Basically I had a thread about something similar. So this guy's fam came over for a rishta a while ago and my dad--who is really protective of me--took the guy out to lunch and asked him a bunch of questions. The guy was in school and my dad was concerned about his future/income/job, my dad also asked him if he prayed and other random stuff because these people were COMPLETE strangers. Now the guy got butthurt and his parents were rude to mine and basically ended the rishta, then they came back a few days later and apologize (I actually had a thread about this)...fast forward 3 months later and the guy's father got offended about how we wanted to do a check on their family and was mad that we asked about family stuff and the rishta is over...turns out they lied to my family a LOT and my dad was right in questioning them...my dad never got over how they disrespected him the first time and how the boy was a momma's baby and got hurt by completely logical questoins so he wasn't really putting any effort into it either, ultimately helping it end.

I mean you know this guy and you say you love him so that situation might not be entirely relevant but what I'm trying to say is that if the family's feel offended/disprespected by COMPLETELY NORMAL QUESTIONS coming from someone about to hand their daughter over in marriage:

1) be concerned. I brushed it off and said that my dad was probably rude but my dad was ABSOLUTELY right. The guy's side LIED TO ME about things like promising to let me go to school and etc...it always concerns me when family's get really touchy about questioning...you know how important family is to desi ppl so why would you be soooo offended when someone asks for info. On top of that, we ended it because I initially didn't stop them from getting so "offended" at my dad and his family started throwing fits whenever we wouldn't blindly trust them.

2) understand that because desi people tend to be stubborn, ths might not go away...at least for a while. I know of couples whose parents STILL hold grudges and some of their marriages are in trouble because they don't have the support or guidance of elders.

Re: Problematic?

What? No evil mother in law? Meh
Try the fish face. It might solve the problem

Re: Problematic?

An action is a synonym for behavior. Don’t believe it (I wouldn’t be surprised)? Look it up in the dictionary. Gosh some people just stick to posting in urdu, a language they have a better grasp of. :rolleyes:

Should a person always wait for consistency? Is it such a bad thing if a person tries to nip things in the bud? I don’t think so. The OP already mentioend that she almost walked out of the relationship due to this behavior of his…and that’s pretty a big deal…things must have gotten SO BAD that she was contemplating ending the relationship. But of course…you tend to be subscriber of the sati savitri must quietly tolerate approach. What else is new? :rolleyes:

Re: Problematic?

action (n) - something done

"activity, agility, alacrity, alertness, animation, bag, ballgame, big idea, bit, business, bustle, commotion, dash, deal, energy, enterprise, flurry, force, functioning, game, going, happening, haste, hoopla*, hopper, in the works, industry, life, liveliness, motion, movement, occupation, operation, plan, power, process, proposition, racket, reaction, response, rush, scene, spirit, stir, stunt, trip, turmoil, vigor, vim, vitality, vivacity "
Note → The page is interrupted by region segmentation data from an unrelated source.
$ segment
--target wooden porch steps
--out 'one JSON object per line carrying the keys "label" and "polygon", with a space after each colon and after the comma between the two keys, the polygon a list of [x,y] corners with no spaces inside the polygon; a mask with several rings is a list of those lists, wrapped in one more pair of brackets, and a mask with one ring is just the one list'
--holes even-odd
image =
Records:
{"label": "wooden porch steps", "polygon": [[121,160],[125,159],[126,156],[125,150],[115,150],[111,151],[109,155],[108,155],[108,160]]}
behavior (n) - manner of conducting oneself

"act, action, address, air, attitude, bag*, bearing, carriage, code, comportment, conduct, convention, course, dealings, decency, decorum, deed, delivery, demeanor, deportment, ethics, etiquette, expression, form, front, guise, habits, management, mien, mode, morals, nature, observance, performance, practice, presence, propriety, ritual, role, routine, savoir-faire, seemliness, social graces, speech, style, tact, talk, taste, tenue, tone, way, way of life, ways, what’s done "

you do not see behaviour as a synonym of action yet action can be a synonym of behaviour (because a particular behaviour can be an action, while a particular action cannot be a behaviour; rather a set of (consistent) actions can collectively called a behaviour

“Similarly, he expired means the sa
me as he died, yet my passport has expired cannot be replaced by my passport has died.”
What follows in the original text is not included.